The Dodge Momentum Index fell 2.0% in May but rose 11% year-over-year (y/y), Dodge Construction Network reported on Wednesday. The index “is a monthly measure of the initial report for nonresidential building projects in planning, shown to lead construction spending for nonresidential buildings by a full year.” The commercial component tumbled 6.1% for the month but climbed 7% y/y. The institutional component increased 5.9% for the month and 18% y/y. A sign of the strength and geographic diversity of data center construction, the “largest commercial projects [entering planning in May] included Buildings 3 and 4 of the Blue Sky Data Center project in Omaha, Neb., each valued at $466 million, and the $400 million Prime Data Center building in Avondale, Ariz.”

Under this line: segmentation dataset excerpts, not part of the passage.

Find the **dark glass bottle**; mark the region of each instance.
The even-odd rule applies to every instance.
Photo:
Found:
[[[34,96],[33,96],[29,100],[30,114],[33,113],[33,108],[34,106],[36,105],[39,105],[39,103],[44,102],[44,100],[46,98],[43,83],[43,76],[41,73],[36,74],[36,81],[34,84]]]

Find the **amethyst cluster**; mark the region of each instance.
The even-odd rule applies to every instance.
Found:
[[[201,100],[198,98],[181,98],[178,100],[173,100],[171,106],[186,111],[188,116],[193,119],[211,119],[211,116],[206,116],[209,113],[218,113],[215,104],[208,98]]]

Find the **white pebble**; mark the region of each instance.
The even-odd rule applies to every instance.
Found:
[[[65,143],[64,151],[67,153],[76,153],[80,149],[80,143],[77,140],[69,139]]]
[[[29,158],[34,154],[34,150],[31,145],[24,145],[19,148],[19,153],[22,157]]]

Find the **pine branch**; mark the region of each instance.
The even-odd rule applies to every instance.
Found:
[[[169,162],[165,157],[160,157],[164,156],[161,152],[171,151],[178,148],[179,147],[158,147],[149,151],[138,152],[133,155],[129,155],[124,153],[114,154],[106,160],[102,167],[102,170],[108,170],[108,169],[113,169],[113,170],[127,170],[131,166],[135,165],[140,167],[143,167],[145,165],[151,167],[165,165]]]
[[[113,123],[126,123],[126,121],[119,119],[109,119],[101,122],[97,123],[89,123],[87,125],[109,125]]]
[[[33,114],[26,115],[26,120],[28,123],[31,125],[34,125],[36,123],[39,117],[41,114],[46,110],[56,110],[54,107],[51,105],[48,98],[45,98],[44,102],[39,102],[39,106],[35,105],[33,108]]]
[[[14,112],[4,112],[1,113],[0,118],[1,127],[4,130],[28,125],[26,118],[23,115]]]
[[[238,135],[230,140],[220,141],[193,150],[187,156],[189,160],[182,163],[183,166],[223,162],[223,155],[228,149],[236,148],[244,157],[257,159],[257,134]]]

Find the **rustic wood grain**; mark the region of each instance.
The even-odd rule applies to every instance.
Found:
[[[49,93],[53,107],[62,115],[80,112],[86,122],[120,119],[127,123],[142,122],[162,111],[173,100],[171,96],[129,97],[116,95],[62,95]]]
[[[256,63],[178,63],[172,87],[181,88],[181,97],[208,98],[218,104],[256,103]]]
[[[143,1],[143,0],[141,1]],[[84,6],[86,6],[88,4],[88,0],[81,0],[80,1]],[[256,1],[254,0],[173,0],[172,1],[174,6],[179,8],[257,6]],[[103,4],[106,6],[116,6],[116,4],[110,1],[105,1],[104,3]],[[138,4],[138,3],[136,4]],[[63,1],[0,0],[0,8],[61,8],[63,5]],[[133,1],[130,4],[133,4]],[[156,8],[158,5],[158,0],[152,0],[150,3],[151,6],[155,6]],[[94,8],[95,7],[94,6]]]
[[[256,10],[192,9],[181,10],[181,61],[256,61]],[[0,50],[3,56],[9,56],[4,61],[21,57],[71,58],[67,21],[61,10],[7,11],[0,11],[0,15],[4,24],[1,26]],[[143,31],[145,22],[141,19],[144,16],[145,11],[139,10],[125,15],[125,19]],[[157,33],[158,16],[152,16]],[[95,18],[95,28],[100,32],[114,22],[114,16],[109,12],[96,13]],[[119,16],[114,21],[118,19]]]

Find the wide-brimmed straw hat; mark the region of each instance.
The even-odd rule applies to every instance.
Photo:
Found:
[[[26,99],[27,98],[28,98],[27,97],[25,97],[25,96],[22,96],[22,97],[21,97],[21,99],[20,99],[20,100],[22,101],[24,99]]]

“Retailers are shedding warehouse space and paring back their logistics networks now that the disruptions that slowed supply chains during the Covid-19 pandemic have largely receded and consumer spending patterns are shifting toward services,” the Wall Street Journal reported on Wednesday. “Discount retailer Big Lots and big-box chain Walmart are among companies that have closed warehouses or laid off distribution workers as part of a broader realignment of logistics operations. The cutbacks are helping cool down a market for warehousing demand that had grown red-hot during the pandemic…The industrial real-estate vacancy rate ticked up to 3.6% nationwide in [Q1] from 3.3% in [Q4] 2022, according to real-estate services firm Cushman & Wakefield. That was the third straight quarter vacancy increased after two years of declining availability, though still far below the 5% average vacancy rate in 2020.”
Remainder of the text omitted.